The boot package provides the function boot

The boot package provides the function boot The percentile method was the first attempt at deriving confidence intervals from bootstrap samples (Efron 1979) and has enjoyed huge popularity; however, one can show that the intervals are, in fact, incorrect. If the intervals are not symmetric (and it Fig. 9.6 Regression vector and 95% confidence intervals for the individual coefficients, for the PCR model of the gasoline data with four PCs. Confidence intervals are obtained with the bootstrap percentile method can be seen in Fig. 9.6 that this is quite often the case—it is one of the big advantages of bootstrapping methods that they are able to define asymmetric intervals), it can be shown that the percentile method uses the skewness of the distribution the wrong way around (Efron and Tibshirani 1993). Better results are obtained by so-called studentized confidence intervals Necrosulfonamide, in which the statistic of interest is given by tb = θˆb − θˆ ˆσb (9.19) where θˆb is the estimate for the statistic of interest, obtained from the bth bootstrap sample, ˆσb is the standard deviation of that estimate, and θˆ is the estimate obtained from the complete original data set. In the example of regression, θˆ corresponds to the regression coefficient at a certain wavelength. Often, no analytical expression exists for ˆσb, and it should be obtained by other means, e.g., crossvalidation, or an inner bootstrap loop. Using the notation of tBα/2 as an approximation for the α/2th quantile of the distribution of tb, the studentized confidence intervals are given by θˆ − tB(1−α/2) ≤ θ ≤ θˆ − tBα/2 (9.20)

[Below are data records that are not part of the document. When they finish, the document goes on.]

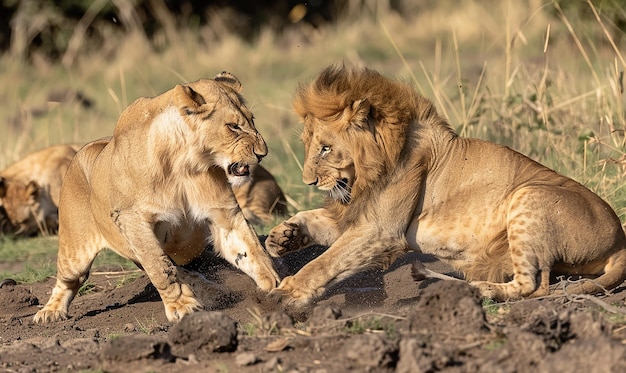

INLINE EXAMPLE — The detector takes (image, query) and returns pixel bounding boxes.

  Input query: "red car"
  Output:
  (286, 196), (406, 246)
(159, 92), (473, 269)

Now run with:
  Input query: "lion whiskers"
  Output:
(328, 180), (352, 203)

Several other ways of estimating confidence intervals exist, most notably the bias corrected and accelerated (BCα) interval (Efron and Tibshirani 1993; Davison and Hinkley 1997).

The boot package provides the function boot Lipo2000 Transfection Reagent.ci, which calculates several con- fidence interval estimates in one go. Again, first the bootstrap sampling is done and the statistics of interest are calculated: Fig. 9.7 Bootstrap plot for the regression coefficient at 1206 nm; in all bootstrap samples the coefficient is much smaller than zero > gas.pcr.bootCI <- + boot(gasoline Nucleic Acid Dye, + function(x, ind) + c(coef(pcr(octane ˜ ., data = x, + ncomp = npc, subset = ind))), + R = 999)

Here we use R = 999 to conform to the setup of the boot package—the actual sample is seen as the 1000th element of the set. The regression coefficients are stored in the gas.pcr.bootCI object, which is of class "boot", in the element named t: > dim(gas.pcr.bootCI$t) [1] 999 401

Plots of individual estimates can be made through the index argument: > smallest <- which.min(gas.pcr.bootCI$t0) > plot(gas.pcr.bootCI, index = smallest)

From the plot, shown in Fig. 9.7, one can see the distribution of the values for this coefficient in all bootstrap samples—the corresponding confidence interval will def initely not contain zero. The dashed line indicates the estimate based on the full data; these estimates are stored in the list element t0.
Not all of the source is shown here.